Metro Weekly

First openly gay Olympic athlete Adam Rippon won’t go to the White House if he’s invited

Rippon said he wants to “speak out” against injustice and that the way Trump speaks is "inappropriate"

Photo: Adam Rippon / Instagram

U.S. figure skater Adam Rippon said that he would not accept an invitation to the White House because he won’t “be welcome there.”

“I won’t go [to the White House] because I don’t think somebody like me will be welcome,” Rippon told the BBC in an interview on Thursday. “I know what it’s like to go into a room and feel like you’re not wanted there.”

The first openly gay athlete to qualify for the Winter Olympic team, Rippon, 28, said that he wants to “speak out” against injustice and feels he has been given a “special platform” to stand up to the Trump administration.

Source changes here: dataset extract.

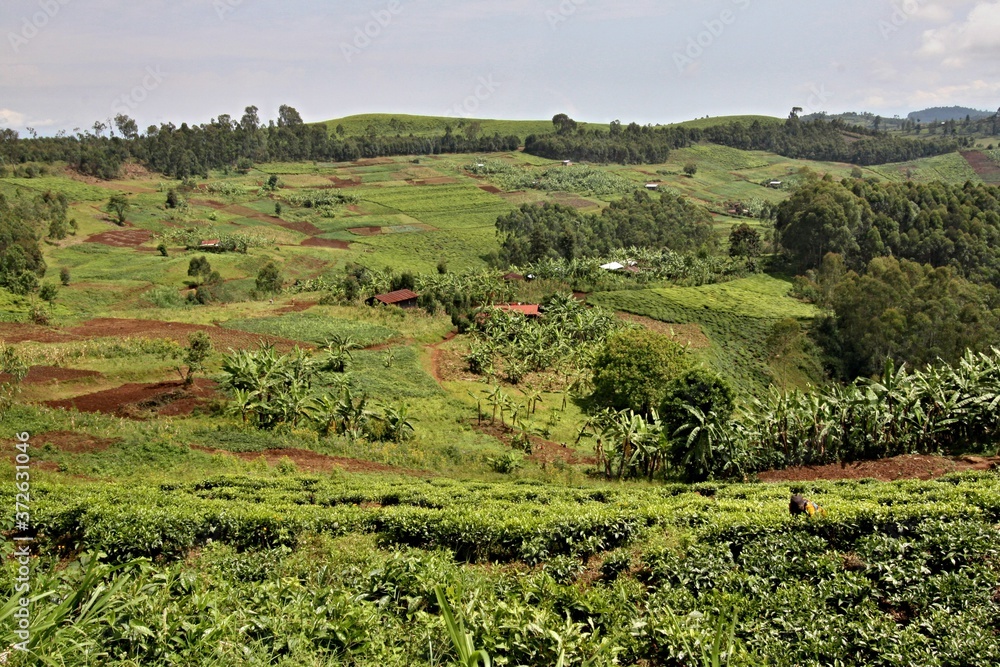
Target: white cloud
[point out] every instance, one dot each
(978, 35)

“It’s our duty as athletes to be role models,” he said. “It’s really important we stand up for what we believe in and speak out against things we think are wrong.”

Rippon also said that the way Trump speaks is “inappropriate,” adding, “if I talked to people the way that President Trump talks to people, my mom would kick my ass.”

Despite Trump saying that he was a “friend” to the LGBTQ community during the 2016 election campaign, he has come under fire for several anti-LGBTQ decisions in the past year, including trying to ban transgender people from joining the military, a decision that was halted in federal court.

The same day that Rippon said he would not attend a White House event, Trump came under fire for reportedly saying that immigrants from African and Central American nations came from “shithole countries,” prompting a scathing response from gay Congressman Mark Pocan.

Rippon is not alone in speaking out against Trump at the Olympics. Skier Lindsey Vonn told CNN in December that she would turn down an invitation as well, saying she represents “the people of the United States, not the president.”